Aldebaran documentation What's new in NAOqi 2.4.3?


NAOqi Audio - Overview | API

juju Pepper only

What it does

ALVoiceEmotionAnalysis identifies the emotion expressed by the speaker’s voice, independently of what is being said.

How it works

Underlying technology

ALVoiceEmotionAnalysis relies on the ST Emotion voice analysis technology by AGI.
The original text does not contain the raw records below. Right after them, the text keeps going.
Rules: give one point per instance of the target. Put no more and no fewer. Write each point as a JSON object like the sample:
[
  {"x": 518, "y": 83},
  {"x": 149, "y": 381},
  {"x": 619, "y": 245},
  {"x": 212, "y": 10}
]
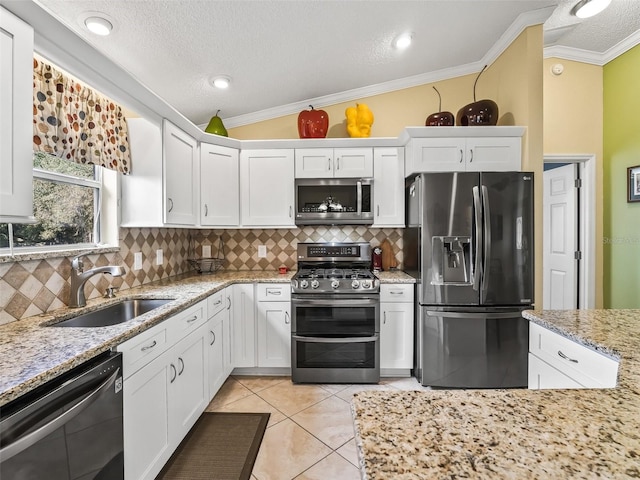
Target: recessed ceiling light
[
  {"x": 221, "y": 82},
  {"x": 98, "y": 25},
  {"x": 589, "y": 8},
  {"x": 403, "y": 41}
]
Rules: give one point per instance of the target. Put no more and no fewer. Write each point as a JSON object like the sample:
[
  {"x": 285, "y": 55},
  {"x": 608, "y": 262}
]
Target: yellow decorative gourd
[{"x": 359, "y": 121}]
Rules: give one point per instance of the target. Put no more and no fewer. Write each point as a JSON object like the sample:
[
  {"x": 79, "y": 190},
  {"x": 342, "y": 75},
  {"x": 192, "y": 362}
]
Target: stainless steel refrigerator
[{"x": 469, "y": 244}]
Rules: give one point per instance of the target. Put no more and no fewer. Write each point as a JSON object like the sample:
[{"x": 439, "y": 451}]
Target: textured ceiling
[{"x": 285, "y": 52}]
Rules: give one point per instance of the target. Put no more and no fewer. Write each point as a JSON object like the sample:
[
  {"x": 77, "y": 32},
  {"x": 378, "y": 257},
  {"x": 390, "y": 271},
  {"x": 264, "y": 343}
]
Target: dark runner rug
[{"x": 220, "y": 446}]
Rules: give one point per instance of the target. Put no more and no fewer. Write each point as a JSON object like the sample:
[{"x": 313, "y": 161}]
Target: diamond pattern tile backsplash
[{"x": 32, "y": 287}]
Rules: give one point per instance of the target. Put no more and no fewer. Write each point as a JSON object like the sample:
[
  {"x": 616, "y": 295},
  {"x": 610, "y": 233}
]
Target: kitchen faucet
[{"x": 79, "y": 278}]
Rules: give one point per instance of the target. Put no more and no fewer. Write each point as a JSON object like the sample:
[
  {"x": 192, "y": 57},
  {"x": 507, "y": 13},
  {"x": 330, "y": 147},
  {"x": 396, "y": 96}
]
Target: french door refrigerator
[{"x": 469, "y": 244}]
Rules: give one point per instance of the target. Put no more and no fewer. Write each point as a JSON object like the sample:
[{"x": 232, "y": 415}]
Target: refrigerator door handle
[
  {"x": 487, "y": 243},
  {"x": 477, "y": 249}
]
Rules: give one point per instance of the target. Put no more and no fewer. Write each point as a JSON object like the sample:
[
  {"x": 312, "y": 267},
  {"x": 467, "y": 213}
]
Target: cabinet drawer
[
  {"x": 274, "y": 292},
  {"x": 580, "y": 363},
  {"x": 397, "y": 292},
  {"x": 215, "y": 303},
  {"x": 186, "y": 322},
  {"x": 141, "y": 349}
]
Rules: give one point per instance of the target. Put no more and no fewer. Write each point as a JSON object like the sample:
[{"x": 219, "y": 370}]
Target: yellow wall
[
  {"x": 513, "y": 81},
  {"x": 573, "y": 122}
]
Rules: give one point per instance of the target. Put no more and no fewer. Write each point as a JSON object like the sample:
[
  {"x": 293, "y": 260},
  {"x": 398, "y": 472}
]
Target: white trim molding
[{"x": 594, "y": 58}]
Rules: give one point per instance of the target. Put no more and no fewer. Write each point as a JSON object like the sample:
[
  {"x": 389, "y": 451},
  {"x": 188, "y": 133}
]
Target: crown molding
[
  {"x": 523, "y": 21},
  {"x": 594, "y": 58}
]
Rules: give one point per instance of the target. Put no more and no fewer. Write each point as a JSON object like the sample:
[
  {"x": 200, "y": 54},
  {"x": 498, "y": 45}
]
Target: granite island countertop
[
  {"x": 437, "y": 434},
  {"x": 31, "y": 353}
]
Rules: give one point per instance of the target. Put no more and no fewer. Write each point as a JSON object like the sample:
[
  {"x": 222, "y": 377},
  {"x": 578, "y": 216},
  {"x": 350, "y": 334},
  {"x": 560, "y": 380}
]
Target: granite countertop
[
  {"x": 595, "y": 433},
  {"x": 31, "y": 353}
]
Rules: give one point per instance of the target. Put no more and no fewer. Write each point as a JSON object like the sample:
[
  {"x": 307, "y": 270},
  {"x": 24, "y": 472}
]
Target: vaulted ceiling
[{"x": 282, "y": 55}]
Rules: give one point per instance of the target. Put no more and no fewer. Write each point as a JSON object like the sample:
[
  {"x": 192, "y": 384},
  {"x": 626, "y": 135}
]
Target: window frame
[{"x": 101, "y": 187}]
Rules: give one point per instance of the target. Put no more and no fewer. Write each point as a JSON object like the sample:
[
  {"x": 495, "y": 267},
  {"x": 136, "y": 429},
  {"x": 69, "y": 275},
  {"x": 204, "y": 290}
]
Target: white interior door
[{"x": 559, "y": 264}]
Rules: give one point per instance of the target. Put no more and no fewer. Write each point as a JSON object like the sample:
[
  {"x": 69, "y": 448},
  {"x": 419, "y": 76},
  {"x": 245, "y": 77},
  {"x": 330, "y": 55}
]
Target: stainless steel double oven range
[{"x": 335, "y": 304}]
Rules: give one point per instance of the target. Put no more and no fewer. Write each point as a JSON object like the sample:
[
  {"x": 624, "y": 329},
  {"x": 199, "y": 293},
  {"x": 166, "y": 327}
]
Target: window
[{"x": 67, "y": 200}]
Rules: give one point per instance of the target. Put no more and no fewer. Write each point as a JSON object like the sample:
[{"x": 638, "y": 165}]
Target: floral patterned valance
[{"x": 74, "y": 122}]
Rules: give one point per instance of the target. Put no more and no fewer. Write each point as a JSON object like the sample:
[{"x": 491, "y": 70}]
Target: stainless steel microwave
[{"x": 343, "y": 201}]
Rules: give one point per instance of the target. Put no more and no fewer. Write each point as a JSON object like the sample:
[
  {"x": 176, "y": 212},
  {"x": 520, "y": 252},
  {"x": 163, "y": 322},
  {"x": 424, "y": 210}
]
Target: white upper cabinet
[
  {"x": 16, "y": 121},
  {"x": 219, "y": 186},
  {"x": 266, "y": 188},
  {"x": 141, "y": 191},
  {"x": 464, "y": 149},
  {"x": 180, "y": 153},
  {"x": 388, "y": 187},
  {"x": 334, "y": 163}
]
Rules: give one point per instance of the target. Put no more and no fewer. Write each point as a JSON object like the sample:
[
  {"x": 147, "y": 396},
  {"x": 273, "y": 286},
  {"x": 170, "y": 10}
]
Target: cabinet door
[
  {"x": 274, "y": 334},
  {"x": 313, "y": 162},
  {"x": 243, "y": 326},
  {"x": 16, "y": 121},
  {"x": 227, "y": 342},
  {"x": 495, "y": 154},
  {"x": 544, "y": 376},
  {"x": 266, "y": 185},
  {"x": 353, "y": 163},
  {"x": 215, "y": 357},
  {"x": 188, "y": 397},
  {"x": 388, "y": 187},
  {"x": 396, "y": 335},
  {"x": 146, "y": 420},
  {"x": 219, "y": 186},
  {"x": 180, "y": 162},
  {"x": 141, "y": 192},
  {"x": 436, "y": 155}
]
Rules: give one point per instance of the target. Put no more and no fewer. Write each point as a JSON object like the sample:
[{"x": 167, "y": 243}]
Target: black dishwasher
[{"x": 69, "y": 428}]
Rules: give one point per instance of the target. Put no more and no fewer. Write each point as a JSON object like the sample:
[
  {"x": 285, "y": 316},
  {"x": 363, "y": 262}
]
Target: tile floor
[{"x": 310, "y": 432}]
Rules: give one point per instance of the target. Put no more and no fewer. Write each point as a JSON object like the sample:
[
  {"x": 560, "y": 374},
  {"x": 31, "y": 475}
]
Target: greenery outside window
[{"x": 67, "y": 199}]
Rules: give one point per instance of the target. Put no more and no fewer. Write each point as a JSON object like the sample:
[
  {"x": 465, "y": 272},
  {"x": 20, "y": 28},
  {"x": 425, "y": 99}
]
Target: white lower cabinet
[
  {"x": 556, "y": 361},
  {"x": 396, "y": 326},
  {"x": 164, "y": 391},
  {"x": 219, "y": 340},
  {"x": 274, "y": 325},
  {"x": 243, "y": 326}
]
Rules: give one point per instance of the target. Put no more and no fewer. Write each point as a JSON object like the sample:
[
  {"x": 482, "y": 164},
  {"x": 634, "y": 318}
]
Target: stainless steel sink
[{"x": 114, "y": 314}]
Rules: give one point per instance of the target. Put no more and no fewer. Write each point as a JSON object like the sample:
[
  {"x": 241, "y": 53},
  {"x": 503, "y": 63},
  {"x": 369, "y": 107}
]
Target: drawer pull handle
[
  {"x": 562, "y": 355},
  {"x": 148, "y": 347}
]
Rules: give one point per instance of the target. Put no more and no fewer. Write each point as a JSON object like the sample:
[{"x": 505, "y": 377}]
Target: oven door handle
[
  {"x": 32, "y": 438},
  {"x": 300, "y": 338},
  {"x": 336, "y": 302}
]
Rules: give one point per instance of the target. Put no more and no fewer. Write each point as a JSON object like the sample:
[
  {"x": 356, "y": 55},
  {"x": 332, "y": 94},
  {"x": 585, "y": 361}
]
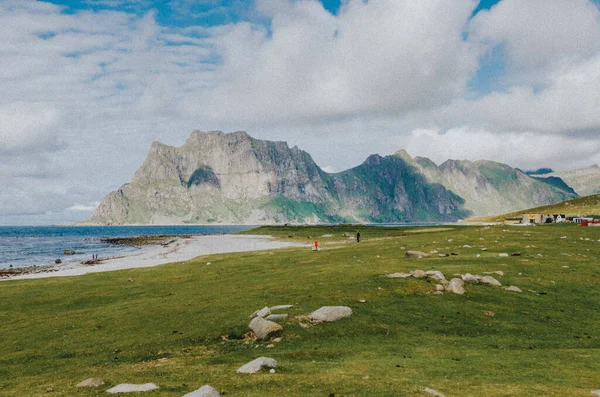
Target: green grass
[
  {"x": 582, "y": 206},
  {"x": 181, "y": 325}
]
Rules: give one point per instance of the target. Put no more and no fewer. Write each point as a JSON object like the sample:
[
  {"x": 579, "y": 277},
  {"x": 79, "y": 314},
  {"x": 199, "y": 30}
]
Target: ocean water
[{"x": 22, "y": 246}]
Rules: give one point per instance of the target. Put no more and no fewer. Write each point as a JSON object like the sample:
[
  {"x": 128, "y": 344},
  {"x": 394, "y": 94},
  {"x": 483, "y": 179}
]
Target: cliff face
[
  {"x": 585, "y": 181},
  {"x": 487, "y": 187},
  {"x": 233, "y": 178}
]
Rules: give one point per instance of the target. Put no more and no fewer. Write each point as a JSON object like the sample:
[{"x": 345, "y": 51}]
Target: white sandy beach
[{"x": 182, "y": 249}]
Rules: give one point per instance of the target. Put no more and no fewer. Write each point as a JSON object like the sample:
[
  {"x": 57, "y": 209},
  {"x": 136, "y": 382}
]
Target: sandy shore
[{"x": 182, "y": 249}]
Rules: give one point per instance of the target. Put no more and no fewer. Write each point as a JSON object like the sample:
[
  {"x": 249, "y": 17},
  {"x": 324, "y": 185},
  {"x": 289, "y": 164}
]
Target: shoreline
[{"x": 178, "y": 250}]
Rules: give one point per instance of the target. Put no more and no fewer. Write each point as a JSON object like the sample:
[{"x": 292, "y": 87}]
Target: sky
[{"x": 86, "y": 86}]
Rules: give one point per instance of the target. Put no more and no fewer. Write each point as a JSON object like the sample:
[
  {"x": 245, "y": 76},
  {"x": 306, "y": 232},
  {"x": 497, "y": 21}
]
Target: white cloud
[{"x": 85, "y": 93}]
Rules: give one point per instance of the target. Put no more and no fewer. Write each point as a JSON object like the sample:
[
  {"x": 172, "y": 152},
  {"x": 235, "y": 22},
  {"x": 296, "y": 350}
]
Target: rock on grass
[
  {"x": 130, "y": 388},
  {"x": 204, "y": 391},
  {"x": 330, "y": 313},
  {"x": 257, "y": 365}
]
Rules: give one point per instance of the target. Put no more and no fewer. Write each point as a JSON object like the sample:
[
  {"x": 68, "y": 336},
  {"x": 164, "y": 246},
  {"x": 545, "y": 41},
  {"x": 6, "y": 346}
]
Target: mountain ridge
[{"x": 217, "y": 177}]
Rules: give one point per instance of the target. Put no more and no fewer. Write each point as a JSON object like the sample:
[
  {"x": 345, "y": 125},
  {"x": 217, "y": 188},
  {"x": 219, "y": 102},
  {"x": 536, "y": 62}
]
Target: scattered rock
[
  {"x": 91, "y": 382},
  {"x": 415, "y": 254},
  {"x": 433, "y": 392},
  {"x": 456, "y": 286},
  {"x": 469, "y": 278},
  {"x": 513, "y": 288},
  {"x": 436, "y": 275},
  {"x": 257, "y": 365},
  {"x": 204, "y": 391},
  {"x": 490, "y": 280},
  {"x": 280, "y": 307},
  {"x": 275, "y": 317},
  {"x": 129, "y": 388},
  {"x": 330, "y": 313},
  {"x": 399, "y": 275},
  {"x": 263, "y": 328}
]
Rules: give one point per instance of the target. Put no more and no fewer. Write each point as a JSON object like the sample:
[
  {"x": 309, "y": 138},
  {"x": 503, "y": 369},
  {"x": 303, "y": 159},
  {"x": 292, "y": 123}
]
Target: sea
[{"x": 22, "y": 246}]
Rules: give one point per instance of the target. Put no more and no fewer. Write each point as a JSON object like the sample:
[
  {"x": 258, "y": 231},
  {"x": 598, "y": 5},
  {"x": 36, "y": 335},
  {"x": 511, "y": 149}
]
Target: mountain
[
  {"x": 233, "y": 178},
  {"x": 488, "y": 187},
  {"x": 585, "y": 181}
]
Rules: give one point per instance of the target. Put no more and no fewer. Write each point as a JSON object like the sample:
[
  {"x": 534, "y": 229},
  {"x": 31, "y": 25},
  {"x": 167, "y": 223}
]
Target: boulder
[
  {"x": 435, "y": 274},
  {"x": 469, "y": 278},
  {"x": 399, "y": 275},
  {"x": 274, "y": 317},
  {"x": 513, "y": 288},
  {"x": 130, "y": 388},
  {"x": 91, "y": 382},
  {"x": 490, "y": 280},
  {"x": 456, "y": 286},
  {"x": 263, "y": 328},
  {"x": 330, "y": 313},
  {"x": 257, "y": 365},
  {"x": 280, "y": 307},
  {"x": 415, "y": 254},
  {"x": 204, "y": 391},
  {"x": 265, "y": 311}
]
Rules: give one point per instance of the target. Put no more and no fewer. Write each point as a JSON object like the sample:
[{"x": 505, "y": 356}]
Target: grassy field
[
  {"x": 582, "y": 206},
  {"x": 181, "y": 325}
]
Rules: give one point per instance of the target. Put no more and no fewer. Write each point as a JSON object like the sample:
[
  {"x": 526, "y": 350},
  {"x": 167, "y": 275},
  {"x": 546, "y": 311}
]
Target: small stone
[
  {"x": 399, "y": 275},
  {"x": 415, "y": 254},
  {"x": 275, "y": 317},
  {"x": 257, "y": 365},
  {"x": 469, "y": 278},
  {"x": 513, "y": 288},
  {"x": 130, "y": 388},
  {"x": 490, "y": 280},
  {"x": 263, "y": 312},
  {"x": 435, "y": 274},
  {"x": 280, "y": 307},
  {"x": 456, "y": 286},
  {"x": 204, "y": 391},
  {"x": 91, "y": 382},
  {"x": 433, "y": 392},
  {"x": 330, "y": 313},
  {"x": 263, "y": 328}
]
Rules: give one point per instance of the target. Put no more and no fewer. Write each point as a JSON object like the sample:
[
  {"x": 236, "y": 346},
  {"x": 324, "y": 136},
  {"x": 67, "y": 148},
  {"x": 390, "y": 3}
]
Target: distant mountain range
[{"x": 233, "y": 178}]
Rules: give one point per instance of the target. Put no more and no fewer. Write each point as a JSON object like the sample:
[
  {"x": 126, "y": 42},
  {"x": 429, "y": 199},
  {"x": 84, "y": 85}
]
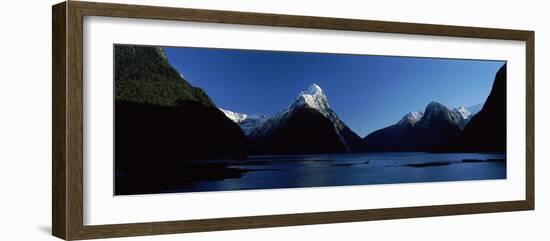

The module also depends on ALSpeechRecognition for speech detection, so ALSpeechRecognition (or ALDialog) needs to be started correctly for it to work.

EmotionRecognized event

At the end of the utterance, the engine processes the emotion levels and raises the “ALVoiceEmotionAnalysis/EmotionRecognized” event, which is structured as follows:

  [ matched emotion index, matched emotion level ],
  emotion levels: [ calm, anger, joy, sorrow, laughter ],
  excitement level


  • “Matched emotion index” is the index of the dominant emotion selected by the engine in the emotion levels vector

    0 = unknown
    1 = calm
    2 = anger
    3 = joy
    4 = sorrow

    Laughter is not really considered an emotion, so it will never be the dominant one.

  • “Matched emotion level” is the level of the dominant emotion

  • “Emotion levels” is the vector of the emotions’ scores. Scores are integers between 0 and 5.

  • “Excitement level” is a separate value that measures the amount of excitement in the voice. High excitement is often linked with joy or anger.

Example: [ [4,3], [0,2,1,3,0], 1 ] Here, the matched emotion is sorrow with a level of 3. We can find this value in the emotion levels vector as well. Excitement is quite low (1), meaning the voice was quite monotone.

Getting started

Use the following Choregraphe behavior: VoiceEmotionAnalysis.crg

The minimum utterance duration can be set in the box parameters (see “MinSignalLength” parameter in ALVoiceEmotionAnalysisProxy::setParameter).

Note that there is a Speech Recognition box. It’s purpose is to start ALSpeechRecognition with dummy vocabulary so that the speech detection works (speech detection will not work if you merely subscribe to ALSpeechRecognition without having added vocabulary).